President Uhuru Kenyatta has reiterated that gay rights are of less importance to Kenyans.
Speaking in an interview with CNN’s Christiane Amanpour aired on Friday night, Uhuru said the topic was a non-issue and goes against cultural beliefs of majority of Kenyans.
“I want to be very clear, I will not engage in any subject that is not of any major importance to the people and the Republic of Kenya. This is not an issue of human rights, this is an issue of society, of our own base as a culture as a people regardless of which society you come from.”
He added: “They also must recognize that their freedom must also be taken into the entire context of the society that they live in because this is not a question of the government accepting or not accepting. This is a question of society”.
The President further pointed out that the Kenyan law clearly stipulates that homosexuality is illegal and majority of Kenyans support that.
“Those are the laws that we have and those are the laws that are 100 percent supported by 99 percent of Kenyans regardless of where they come from,” he said.
This is the second time Uhuru is shutting down the discussion on gay right after he dismissed Barrack Obama’s call to embrace LGBT (Lesbian, Gay, Bisexual, and Transgender) community in 2015.
The delicate issue popped up during a press briefing at State House as former US President Obama differed sharply with President Uhuru, over the handling of those involved.
Responding to a question from journalists Obama pleaded the case of those “with a different sexual orientation”, asking the Uhuru administration not to discriminate against such individuals.
But Uhuru flatly rejected the idea of promoting gay and lesbian rights.
“We need to speak frankly about some of these issues.
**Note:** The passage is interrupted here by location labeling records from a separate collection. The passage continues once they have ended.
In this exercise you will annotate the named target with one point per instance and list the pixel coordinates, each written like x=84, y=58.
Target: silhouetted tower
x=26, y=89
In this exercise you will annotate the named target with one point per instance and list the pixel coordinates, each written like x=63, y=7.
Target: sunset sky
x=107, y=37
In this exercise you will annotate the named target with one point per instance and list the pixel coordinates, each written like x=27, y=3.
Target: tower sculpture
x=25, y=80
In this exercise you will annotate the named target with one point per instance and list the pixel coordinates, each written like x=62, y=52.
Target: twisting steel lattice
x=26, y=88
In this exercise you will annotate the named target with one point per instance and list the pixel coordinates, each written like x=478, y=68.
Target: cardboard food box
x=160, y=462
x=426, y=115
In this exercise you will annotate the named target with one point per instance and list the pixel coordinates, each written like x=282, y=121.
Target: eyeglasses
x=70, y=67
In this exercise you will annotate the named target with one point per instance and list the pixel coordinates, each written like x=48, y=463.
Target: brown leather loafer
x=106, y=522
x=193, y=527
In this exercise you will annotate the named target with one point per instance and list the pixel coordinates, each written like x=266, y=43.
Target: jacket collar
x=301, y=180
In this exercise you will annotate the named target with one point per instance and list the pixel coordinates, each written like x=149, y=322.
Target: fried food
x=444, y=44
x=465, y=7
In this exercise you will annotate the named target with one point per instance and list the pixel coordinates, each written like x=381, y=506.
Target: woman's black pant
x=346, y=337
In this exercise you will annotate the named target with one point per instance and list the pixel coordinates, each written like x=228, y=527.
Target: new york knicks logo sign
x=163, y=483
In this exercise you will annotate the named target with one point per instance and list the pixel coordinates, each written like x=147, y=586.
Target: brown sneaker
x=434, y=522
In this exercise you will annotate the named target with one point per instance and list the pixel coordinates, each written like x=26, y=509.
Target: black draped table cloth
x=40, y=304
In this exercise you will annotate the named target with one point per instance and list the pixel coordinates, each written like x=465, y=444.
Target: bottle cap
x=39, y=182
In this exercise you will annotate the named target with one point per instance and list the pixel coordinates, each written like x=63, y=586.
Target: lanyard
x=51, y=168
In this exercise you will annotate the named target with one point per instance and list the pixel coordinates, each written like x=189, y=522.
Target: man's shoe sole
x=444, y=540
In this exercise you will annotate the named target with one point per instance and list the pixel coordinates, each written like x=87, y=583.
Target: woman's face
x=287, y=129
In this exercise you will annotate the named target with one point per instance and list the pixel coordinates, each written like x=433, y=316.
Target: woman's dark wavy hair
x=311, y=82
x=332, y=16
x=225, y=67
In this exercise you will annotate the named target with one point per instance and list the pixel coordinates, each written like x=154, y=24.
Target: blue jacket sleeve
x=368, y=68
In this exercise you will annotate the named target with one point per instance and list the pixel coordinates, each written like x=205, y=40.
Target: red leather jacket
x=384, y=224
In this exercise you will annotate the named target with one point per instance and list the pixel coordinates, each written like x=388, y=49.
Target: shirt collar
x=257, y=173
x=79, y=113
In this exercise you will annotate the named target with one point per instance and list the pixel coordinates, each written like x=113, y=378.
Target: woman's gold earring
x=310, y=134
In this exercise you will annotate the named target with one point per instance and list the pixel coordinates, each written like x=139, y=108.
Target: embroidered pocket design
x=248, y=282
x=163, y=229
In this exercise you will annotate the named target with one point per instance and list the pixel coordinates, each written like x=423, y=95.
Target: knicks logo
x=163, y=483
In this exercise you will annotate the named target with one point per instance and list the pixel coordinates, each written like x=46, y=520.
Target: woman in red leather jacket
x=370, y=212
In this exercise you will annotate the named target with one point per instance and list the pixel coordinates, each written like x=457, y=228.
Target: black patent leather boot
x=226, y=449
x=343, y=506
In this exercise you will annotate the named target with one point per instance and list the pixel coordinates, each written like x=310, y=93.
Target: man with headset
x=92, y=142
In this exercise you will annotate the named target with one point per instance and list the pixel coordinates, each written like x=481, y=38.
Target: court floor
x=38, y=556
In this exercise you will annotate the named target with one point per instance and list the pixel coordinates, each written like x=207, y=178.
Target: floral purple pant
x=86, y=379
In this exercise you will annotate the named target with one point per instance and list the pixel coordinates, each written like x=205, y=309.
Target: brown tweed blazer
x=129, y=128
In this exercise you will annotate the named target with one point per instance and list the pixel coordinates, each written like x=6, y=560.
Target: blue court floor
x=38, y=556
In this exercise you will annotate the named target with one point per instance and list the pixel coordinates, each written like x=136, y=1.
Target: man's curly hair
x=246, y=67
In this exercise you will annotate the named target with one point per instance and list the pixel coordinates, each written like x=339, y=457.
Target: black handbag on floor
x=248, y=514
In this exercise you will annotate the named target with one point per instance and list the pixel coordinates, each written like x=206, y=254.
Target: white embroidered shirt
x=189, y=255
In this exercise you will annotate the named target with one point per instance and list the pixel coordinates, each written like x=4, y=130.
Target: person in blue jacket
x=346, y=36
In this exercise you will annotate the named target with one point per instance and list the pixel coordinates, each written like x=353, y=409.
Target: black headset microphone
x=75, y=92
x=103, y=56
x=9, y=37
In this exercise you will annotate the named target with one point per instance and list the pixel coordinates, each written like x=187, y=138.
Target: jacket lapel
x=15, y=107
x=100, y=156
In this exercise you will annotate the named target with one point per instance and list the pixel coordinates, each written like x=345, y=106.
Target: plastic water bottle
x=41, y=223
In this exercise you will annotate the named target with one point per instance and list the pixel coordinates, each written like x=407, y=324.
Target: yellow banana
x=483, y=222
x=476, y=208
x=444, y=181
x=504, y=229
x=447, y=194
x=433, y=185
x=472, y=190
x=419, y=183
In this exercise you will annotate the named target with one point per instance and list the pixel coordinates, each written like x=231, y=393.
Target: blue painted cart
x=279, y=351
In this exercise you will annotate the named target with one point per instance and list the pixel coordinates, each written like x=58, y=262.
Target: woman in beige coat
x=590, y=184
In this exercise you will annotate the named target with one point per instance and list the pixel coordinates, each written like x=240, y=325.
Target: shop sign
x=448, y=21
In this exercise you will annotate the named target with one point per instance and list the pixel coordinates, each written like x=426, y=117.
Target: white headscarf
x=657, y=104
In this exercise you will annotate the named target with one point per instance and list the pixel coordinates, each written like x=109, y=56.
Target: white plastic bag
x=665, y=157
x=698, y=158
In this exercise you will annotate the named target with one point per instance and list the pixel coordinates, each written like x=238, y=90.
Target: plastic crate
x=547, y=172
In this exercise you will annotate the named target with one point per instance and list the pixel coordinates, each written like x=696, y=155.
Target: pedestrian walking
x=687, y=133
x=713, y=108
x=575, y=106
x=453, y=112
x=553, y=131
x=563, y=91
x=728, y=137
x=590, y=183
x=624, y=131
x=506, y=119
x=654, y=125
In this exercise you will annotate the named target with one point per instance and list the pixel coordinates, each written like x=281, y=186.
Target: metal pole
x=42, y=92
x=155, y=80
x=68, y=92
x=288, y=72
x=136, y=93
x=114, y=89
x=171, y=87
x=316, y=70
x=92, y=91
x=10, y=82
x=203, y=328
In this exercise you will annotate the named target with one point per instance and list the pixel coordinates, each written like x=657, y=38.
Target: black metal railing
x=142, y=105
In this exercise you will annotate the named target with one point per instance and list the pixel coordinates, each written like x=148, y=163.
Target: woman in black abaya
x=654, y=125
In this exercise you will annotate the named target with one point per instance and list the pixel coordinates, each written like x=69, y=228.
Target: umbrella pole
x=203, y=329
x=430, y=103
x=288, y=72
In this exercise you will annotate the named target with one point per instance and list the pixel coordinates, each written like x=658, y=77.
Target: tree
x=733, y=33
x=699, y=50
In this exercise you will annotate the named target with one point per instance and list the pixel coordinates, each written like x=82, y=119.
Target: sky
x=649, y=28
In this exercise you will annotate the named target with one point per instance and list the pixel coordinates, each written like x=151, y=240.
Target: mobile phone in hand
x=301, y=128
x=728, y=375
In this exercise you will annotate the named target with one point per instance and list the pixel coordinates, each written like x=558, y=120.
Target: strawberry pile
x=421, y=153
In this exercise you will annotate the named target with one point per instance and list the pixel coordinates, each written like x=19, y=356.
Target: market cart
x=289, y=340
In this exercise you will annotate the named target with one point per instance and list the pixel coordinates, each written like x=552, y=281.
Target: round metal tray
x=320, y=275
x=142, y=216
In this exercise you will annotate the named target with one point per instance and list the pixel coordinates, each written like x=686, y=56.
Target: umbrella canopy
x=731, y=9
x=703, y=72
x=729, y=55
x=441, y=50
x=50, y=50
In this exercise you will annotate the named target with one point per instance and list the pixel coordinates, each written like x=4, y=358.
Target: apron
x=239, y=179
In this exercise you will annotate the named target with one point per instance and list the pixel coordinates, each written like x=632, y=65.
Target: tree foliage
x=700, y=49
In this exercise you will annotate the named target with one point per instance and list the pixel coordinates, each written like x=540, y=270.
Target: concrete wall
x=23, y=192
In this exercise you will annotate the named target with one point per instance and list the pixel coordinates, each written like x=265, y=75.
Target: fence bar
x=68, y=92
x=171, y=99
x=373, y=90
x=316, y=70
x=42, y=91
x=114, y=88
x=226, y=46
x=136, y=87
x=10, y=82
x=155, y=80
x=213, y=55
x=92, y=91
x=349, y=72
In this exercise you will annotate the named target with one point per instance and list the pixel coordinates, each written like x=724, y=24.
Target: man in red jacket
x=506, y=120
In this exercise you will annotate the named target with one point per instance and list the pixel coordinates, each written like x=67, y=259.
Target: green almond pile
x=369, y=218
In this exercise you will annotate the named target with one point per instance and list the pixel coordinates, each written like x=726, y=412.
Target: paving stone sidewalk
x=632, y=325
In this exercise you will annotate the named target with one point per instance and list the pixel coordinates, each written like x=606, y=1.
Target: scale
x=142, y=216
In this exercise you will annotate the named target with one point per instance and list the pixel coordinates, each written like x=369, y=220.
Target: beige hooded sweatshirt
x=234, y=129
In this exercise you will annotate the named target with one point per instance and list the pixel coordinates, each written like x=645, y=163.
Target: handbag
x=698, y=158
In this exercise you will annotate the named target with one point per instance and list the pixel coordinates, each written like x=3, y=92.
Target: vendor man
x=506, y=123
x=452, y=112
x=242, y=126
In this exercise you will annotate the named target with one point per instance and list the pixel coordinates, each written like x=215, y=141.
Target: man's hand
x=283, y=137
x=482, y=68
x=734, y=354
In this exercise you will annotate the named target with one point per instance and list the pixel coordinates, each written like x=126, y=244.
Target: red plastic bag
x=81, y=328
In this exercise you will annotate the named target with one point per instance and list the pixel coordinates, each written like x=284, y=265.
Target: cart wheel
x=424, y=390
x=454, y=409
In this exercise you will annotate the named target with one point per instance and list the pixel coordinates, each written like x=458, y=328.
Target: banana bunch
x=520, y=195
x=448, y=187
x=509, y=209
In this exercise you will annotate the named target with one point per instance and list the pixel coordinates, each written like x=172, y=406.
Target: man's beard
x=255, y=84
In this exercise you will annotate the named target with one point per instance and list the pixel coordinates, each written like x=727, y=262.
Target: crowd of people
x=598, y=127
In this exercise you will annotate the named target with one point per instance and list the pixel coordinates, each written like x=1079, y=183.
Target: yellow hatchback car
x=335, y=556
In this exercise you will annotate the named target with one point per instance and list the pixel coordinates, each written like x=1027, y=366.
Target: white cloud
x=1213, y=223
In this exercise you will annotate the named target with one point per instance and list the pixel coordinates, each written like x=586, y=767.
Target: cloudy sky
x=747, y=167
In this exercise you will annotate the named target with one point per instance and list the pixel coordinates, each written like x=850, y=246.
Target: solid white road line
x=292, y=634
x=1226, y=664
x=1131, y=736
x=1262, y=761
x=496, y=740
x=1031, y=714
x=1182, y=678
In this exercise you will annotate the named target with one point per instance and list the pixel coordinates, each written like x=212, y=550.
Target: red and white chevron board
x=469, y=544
Kenyans and Americans share ideals such as democracy, entrepreneurship and family values but some things are not part of our religion or culture – and we cannot impose something on people that they don’t like,” said Uhuru.
But stating that he believed in the principle of treating people equally under the law, Obama warned against the notion of discriminating people based on their sexual orientation.
When Christiane floored him on the post-poll violence experienced in 2017, Uhuru denied responsibility saying his government had no hand to it.
“Nobody celebrates death of any kind. It is very clear that there were unfortunate incidences and some were actively instigated by certain individuals for political gain. If I was to assess the situation that happened, Kenya has come a long way from the problems we experienced in 2010 when it was basically all out war. We need to mature to a level where we must accept that competitive politics does not mean enmity,” a stern Uhuru said.
He would tell CNN’s Amanpour that those affected will have a channel to seek justice. He, however, did not give a timeline to these plans.
“As a parent myself, I sympathise with them and I give them my assurance that I will do everything that is in my power to ensure that this kind of thing never happens again and make available all channels to ensure that anybody who lost life or property is availed a channel to get justice,” he pledged.
When grilled on the widely criticised media shutdown that followed Raila Odinga’s swearing in, Uhuru faulted the media, insisting they breached the law.
“Kenya is a country that has over 70 channels operating including CNN. Only three media houses were shut down and this is after a detailed discussion prior to when the shutdown occurred with all those media houses, with all of us agreeing with our legal people that what they were going to air was tantamount to treason,” stated Uhuru.